Oleh karena itu, Purwanto jualga tidak tinggal diam ketika bisikan dari tetangga atau orang sekitarnya silih berganti datang menghampiri. Ia justru tetap teguh bahkan memberikan edukasi dan pemahaman tentang tugasnya tersebut.

"Saya memberi edukasi juga kepada warga. Misalnya rutinitas yang dilakukan petugas pemakaman. Saat setelah melakukan pemakaman, lalu disemprot, bersih-bersih dan lain sebagainya. Saya selalu bagikan itu, dari situ perlahan-lahan warga mulai menerima. Mungkin waktu itu belum paham, jadi hanya diterima dengan mentah saking takutnya," kata bapak dua anak ini.

Pria kelahiran 20 Maret 1976 yang juga pernah bertugas memakamkan jenazah korban erupsi Gunung Merapi 2010 itu menambahkan bahwa bercanda menjadi penting dalam tugasnya kali ini. Menurutnya di dalam setiap lelucon atau canda yang disampaikan oleh sesama petugas di situ juga mereka saling menguatkan satu sama lain.
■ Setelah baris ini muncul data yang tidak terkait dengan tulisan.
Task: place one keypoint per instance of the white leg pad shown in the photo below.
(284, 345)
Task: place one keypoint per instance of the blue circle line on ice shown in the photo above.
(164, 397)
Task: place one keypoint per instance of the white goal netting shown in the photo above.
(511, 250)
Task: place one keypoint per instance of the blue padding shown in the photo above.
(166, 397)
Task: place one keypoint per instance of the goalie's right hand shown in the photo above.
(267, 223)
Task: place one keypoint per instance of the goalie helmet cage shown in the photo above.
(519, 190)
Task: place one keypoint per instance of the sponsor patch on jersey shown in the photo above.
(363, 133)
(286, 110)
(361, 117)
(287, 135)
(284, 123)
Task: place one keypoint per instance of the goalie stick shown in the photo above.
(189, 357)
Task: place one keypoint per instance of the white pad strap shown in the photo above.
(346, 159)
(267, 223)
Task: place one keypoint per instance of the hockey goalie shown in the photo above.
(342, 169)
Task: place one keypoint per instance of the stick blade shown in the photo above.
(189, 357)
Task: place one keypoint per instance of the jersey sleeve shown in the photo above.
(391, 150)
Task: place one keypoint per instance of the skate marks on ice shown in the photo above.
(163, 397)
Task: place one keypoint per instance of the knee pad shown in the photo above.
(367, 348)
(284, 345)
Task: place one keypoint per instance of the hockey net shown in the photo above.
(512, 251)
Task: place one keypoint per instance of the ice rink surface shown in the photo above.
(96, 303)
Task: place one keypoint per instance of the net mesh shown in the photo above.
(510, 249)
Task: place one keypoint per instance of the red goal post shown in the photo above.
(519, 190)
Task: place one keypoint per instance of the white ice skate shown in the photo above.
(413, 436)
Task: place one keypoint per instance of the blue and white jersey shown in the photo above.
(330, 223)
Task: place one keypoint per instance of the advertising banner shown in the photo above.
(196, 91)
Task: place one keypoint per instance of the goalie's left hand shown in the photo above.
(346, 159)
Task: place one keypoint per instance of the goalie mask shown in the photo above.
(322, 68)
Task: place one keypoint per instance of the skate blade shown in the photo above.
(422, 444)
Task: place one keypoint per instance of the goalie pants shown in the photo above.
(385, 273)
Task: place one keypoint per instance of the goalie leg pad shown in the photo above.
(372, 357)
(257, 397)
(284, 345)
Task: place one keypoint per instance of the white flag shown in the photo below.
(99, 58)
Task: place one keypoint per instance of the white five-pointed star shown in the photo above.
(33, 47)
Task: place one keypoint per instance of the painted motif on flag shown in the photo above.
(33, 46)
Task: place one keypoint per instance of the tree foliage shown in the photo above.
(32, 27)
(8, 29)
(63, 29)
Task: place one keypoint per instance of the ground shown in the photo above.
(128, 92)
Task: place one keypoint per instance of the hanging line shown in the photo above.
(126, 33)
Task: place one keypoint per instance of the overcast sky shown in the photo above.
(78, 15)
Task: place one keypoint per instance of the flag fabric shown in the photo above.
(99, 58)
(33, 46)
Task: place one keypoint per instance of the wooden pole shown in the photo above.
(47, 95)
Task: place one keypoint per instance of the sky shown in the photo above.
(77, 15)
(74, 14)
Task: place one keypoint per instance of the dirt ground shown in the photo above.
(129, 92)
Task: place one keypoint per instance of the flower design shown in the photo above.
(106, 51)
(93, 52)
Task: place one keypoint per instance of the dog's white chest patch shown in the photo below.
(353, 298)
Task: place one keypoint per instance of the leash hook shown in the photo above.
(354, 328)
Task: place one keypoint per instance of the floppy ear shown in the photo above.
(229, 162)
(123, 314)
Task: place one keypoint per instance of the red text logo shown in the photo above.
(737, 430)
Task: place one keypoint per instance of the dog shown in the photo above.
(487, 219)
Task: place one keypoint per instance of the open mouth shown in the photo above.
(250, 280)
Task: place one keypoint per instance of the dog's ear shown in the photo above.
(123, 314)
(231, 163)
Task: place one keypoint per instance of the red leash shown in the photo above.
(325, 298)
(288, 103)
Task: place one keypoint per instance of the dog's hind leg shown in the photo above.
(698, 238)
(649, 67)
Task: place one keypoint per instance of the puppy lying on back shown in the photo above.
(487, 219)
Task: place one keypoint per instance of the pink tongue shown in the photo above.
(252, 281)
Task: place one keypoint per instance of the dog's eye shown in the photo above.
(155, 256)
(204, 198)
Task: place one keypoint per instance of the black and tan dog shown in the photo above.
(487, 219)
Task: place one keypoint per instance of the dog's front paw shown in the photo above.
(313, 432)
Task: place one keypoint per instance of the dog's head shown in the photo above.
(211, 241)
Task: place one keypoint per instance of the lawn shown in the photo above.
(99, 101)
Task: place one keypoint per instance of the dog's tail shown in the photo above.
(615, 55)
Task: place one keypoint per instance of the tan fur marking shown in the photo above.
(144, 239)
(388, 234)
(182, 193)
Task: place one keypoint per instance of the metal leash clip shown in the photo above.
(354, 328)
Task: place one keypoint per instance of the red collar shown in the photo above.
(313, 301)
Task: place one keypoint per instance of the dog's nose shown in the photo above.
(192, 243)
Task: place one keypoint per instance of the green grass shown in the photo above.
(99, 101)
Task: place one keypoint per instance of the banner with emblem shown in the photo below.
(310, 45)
Selain itu, bercanda juga dinilai dapat mengurangi tingkat stres yang ada di saat mereka melakukan tugasnya. Dengan bercanda mereka bisa tetap semangat di tengah keterbatasan yang ada untuk menyelesaikan tugas-tugasnya.

"Sesama petugas juga saling menguatkan dengan cara bercanda dulu biar rasa tegang hilang. Ejek-ejekan setelah eksekusi itu bahas yang tadi juga buat lelucon. Intinya saling menguatkan satu sama lain," tandasnya.